Potable water supply coverage in rural communities in the Central Region is expected to rise significantly to about 70 percent by close of 2020.
This will be achieved through rigorous reforms in the management of community water systems and the completion of the Additional Financing Sustainable Rural Water and Sanitation Project (AF-SRWSP).
Currently, rural water coverage in the Region stands at 63.80 percent.
These came to light when members of the CWSA Board led by its Chairman, Mr Paa Kwesi Yankey Eduafo and the Chief Executive Officer (CEO), Mr Worlanyo Kwadjo Siabi paid a working visit to some water supply systems in the Region.
The two-day tour also afforded them the opportunity to inspect the progress of work on the AF-SRWSP and interacted with staff of CWSA to know their challenges
The AF-SRWSP, which forms part of the Government’s effort to increase access to potable water and environmental sanitation in rural communities and small towns, would add additional nine community water systems to the existing 17 in the Region.
It is being implemented by the Community Water and Sanitation Agency (CWSA), and has been projected to benefit over 187,000 people from 144 communities in eight Districts of the Region.
The over GH¢70million project, which was funded by the World Bank has been completed and is scheduled for commissioning in two weeks.
Under the reforms, which started in 2017, the Assin Foso Water System had been successfully automated and a modern water system office with a mini laboratory to check water quality on daily basis is being constructed in the Town, while the Twifo Hemang Water System had been renovated.
Additionally, the CWSA is seeking to replace old water treatment plants across the Region with an ultra-modern automated iron remover treatment plant, which has a bigger capacity and longer life span to improve upon the quality of water supplied to beneficiary communities.

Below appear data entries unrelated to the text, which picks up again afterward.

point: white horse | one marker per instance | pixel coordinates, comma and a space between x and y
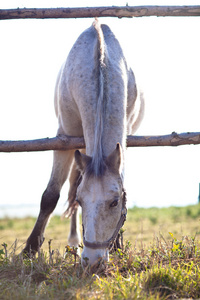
95, 97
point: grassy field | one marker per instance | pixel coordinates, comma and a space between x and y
160, 260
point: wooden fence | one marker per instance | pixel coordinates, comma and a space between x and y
65, 142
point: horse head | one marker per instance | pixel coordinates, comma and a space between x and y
103, 207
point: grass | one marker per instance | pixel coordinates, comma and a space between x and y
160, 260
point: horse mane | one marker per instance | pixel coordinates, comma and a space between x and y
97, 165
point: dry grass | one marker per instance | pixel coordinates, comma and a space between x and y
154, 265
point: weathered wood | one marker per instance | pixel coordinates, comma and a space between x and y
63, 142
88, 12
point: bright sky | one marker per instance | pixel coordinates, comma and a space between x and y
163, 52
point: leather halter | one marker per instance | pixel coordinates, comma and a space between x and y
109, 242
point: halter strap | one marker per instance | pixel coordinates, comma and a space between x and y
109, 242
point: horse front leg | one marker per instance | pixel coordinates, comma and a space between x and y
72, 210
61, 167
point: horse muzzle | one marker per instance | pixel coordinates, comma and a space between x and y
93, 256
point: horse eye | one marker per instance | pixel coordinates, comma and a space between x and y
114, 203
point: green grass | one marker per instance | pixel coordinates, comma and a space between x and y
160, 260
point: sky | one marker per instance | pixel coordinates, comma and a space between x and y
164, 55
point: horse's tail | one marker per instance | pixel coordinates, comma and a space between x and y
98, 164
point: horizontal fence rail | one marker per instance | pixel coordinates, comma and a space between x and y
88, 12
64, 142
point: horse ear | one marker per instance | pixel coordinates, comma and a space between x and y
113, 161
82, 160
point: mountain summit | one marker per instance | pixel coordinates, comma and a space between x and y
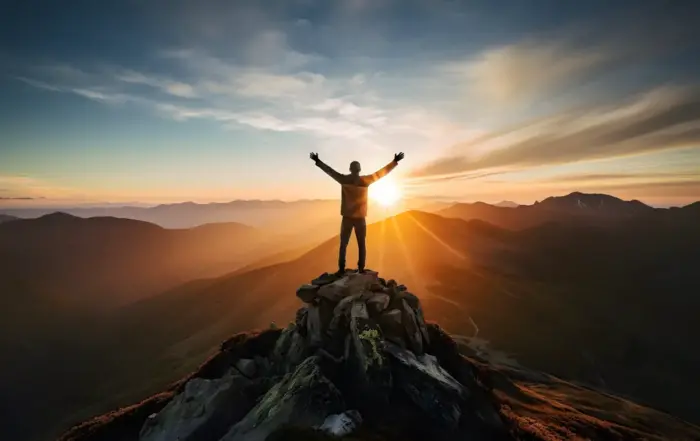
359, 362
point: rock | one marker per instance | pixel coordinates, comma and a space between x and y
410, 298
290, 350
262, 365
342, 424
421, 326
324, 279
313, 326
410, 324
302, 398
358, 310
247, 367
300, 320
376, 287
378, 303
205, 409
390, 322
307, 293
371, 365
350, 284
429, 386
342, 311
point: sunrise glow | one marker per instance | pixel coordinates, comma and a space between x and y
385, 192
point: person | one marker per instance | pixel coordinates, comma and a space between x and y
353, 205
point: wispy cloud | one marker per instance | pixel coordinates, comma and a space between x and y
664, 118
175, 88
514, 73
284, 97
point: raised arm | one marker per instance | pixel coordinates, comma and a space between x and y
374, 177
326, 168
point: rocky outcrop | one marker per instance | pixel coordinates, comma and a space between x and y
357, 356
359, 362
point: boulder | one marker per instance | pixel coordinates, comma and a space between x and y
247, 367
302, 398
410, 324
367, 354
204, 410
324, 279
290, 350
300, 320
378, 303
392, 328
428, 385
342, 424
314, 332
307, 293
410, 298
350, 284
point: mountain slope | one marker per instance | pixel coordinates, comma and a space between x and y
546, 296
108, 261
360, 352
6, 218
574, 207
281, 216
602, 304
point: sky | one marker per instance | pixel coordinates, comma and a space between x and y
157, 101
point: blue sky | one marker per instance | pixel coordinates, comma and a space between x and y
159, 101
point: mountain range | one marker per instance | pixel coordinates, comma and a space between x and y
280, 216
586, 287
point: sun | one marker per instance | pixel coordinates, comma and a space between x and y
385, 192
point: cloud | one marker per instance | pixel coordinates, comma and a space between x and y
518, 72
175, 88
92, 94
664, 118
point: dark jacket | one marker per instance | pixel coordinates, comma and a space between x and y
353, 201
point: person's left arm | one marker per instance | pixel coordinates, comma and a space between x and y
374, 177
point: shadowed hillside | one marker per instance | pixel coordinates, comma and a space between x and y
576, 301
596, 303
6, 218
577, 207
360, 362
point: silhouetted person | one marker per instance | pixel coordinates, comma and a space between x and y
353, 205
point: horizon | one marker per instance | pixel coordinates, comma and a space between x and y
393, 208
210, 101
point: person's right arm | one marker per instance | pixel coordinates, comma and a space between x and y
326, 168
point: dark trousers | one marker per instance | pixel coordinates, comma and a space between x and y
346, 227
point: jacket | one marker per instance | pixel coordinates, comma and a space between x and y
353, 200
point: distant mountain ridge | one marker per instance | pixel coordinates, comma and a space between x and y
574, 207
282, 216
65, 256
6, 218
598, 302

Briefing the media after the tour, Engineer Kwesi Brown, Regional Director of the CWSA, said more households would be connected onto the CWSA’s water supply system.
Giving a summary of the project in the Region, he said, 570 kilometers of pipes had been laid and a seven booster stations with two of them being hybrid, nine water management offices, eleven tanks and 403 stand pipes have been installed.
To ensure that water was available to rural communities within the catchment areas to increase water access, he said smart taps had been installed where people could access water through tokens.
This, he explained was in pursuance of the Sustainable Development Goal (SDG) Six (6), which enjoined the country to ensure that every household had potable water supply.
Ing. Brown said despite the success, the Agency faced challenges with water quality issues due to galamsey activities, logistics and general staff welfare.
Mr. Siabi explained that the reforms became necessary because there was a huge knowledge gap at the Districts and community level.
It was primarily to improve the operational efficiency of water systems and to mobilise enough revenue for maintenance, expansion and construction of new facilities to increase water access.
He said since the Agency embarked on the reforms in 2017, there had been tremendous improvement and progress in the areas of direct management of water systems, rehabilitation of broken down water systems and job creation among others.
The Board Chairman, Mr Eduafo expressed satisfaction about the progress of work on the AF-SRWSP as well as the performance of the CWSA staff and called for support from the stakeholders to ensure that every rural household had access to potable water.
He stressed the need for CWSA to have qualified staff to be able to work towards increasing the quantum of quality water, indicating that water provision, operation and maintenance required technical minds.